The New York Times bestseller, Consent to Kill, was intended to be the first Mitch Rapp film in a proposed series of films by CBS Films. Consent to Kill was scheduled to be produced by Lorenzo di Bonaventura and Nick Wechsler; the screenplay was written by Jonathan Lemkin. The studio's last few films had performed poorly, causing them to delay the production of this film. Antoine Fuqua was originally attached to direct, with several names being rumored to play Rapp, including Gerard Butler, Colin Farrell and Matthew Fox, but the studio announced some major changes in June 2011. One of these changes was that although the first film in the series was initially going to be based on an earlier novel, it would now be based it on a later instalment, American Assassin, which explains how Rapp became a CIA officer. Another change was that the leading man would, consequently, be younger, to reflect Rapp at a younger age and still at the beginning of his covert career. On 19 January 2016 CBS Films announced that American Assassin would be directed by Michael Cuesta and written by Stephen Schiff. Production needed to start by April 30, 2016, or the rights to the film would revert to the Vince Flynn Estate. On May 10, 2016, Deadline announced that 24-year-old actor Dylan O'Brien was in talks to play Rapp, with the "idea that O’Brien’s Mitch Rapp is college aged, and the hope is the actor grows as the series progresses."

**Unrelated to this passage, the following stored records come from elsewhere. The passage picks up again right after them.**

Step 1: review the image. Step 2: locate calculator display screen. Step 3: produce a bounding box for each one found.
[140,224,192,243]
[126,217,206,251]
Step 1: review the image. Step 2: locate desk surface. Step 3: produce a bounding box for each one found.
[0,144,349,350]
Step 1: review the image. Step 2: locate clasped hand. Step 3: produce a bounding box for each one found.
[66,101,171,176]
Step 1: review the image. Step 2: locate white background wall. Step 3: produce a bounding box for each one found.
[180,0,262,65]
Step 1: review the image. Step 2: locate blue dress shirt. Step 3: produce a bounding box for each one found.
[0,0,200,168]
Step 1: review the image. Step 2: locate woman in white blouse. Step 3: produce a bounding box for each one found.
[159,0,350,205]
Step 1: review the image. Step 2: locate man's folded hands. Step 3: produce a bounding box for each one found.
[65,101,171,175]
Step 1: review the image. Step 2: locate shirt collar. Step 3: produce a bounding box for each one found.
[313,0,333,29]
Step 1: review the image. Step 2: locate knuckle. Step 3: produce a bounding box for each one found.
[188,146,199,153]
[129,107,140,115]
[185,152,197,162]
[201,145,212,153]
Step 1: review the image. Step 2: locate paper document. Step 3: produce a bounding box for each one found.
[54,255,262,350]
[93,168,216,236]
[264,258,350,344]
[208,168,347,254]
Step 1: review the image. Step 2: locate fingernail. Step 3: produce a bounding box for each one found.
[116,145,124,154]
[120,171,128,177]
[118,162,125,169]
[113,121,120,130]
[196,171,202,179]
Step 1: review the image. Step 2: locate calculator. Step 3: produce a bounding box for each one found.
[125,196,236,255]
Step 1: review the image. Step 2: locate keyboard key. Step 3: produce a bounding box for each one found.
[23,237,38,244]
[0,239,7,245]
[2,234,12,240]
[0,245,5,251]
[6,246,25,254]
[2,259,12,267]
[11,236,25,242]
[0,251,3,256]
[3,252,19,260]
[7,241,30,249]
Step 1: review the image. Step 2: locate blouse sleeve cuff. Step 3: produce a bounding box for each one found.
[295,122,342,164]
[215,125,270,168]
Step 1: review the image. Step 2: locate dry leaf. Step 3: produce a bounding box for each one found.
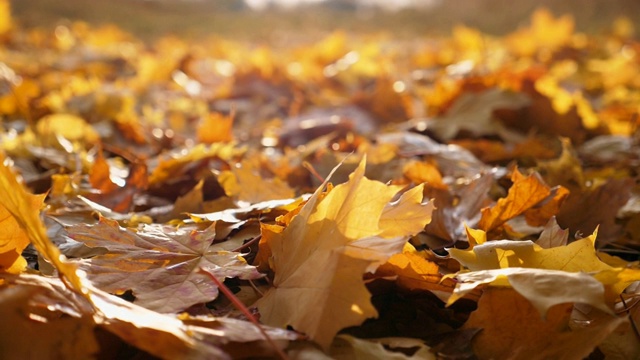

The movie filmed between the months of September and December 2016, with shooting taking place in London, Rome, Valletta, Phuket, and Birmingham. The action film follows the rise of Rapp (O’Brien), a CIA black ops recruit under the instruction of Cold War veteran Stan Hurley (Michael Keaton). The pair is then enlisted by CIA Deputy Director Irene Kennedy (Sanaa Lathan) to investigate a wave of apparently random attacks on both military and civilian targets. Together, the three discover a pattern in the violence leading them to a joint mission with a lethal Iranian agent (Shiva Negar) to stop a mysterious operative (Taylor Kitsch) intent on starting a World War in the Middle East.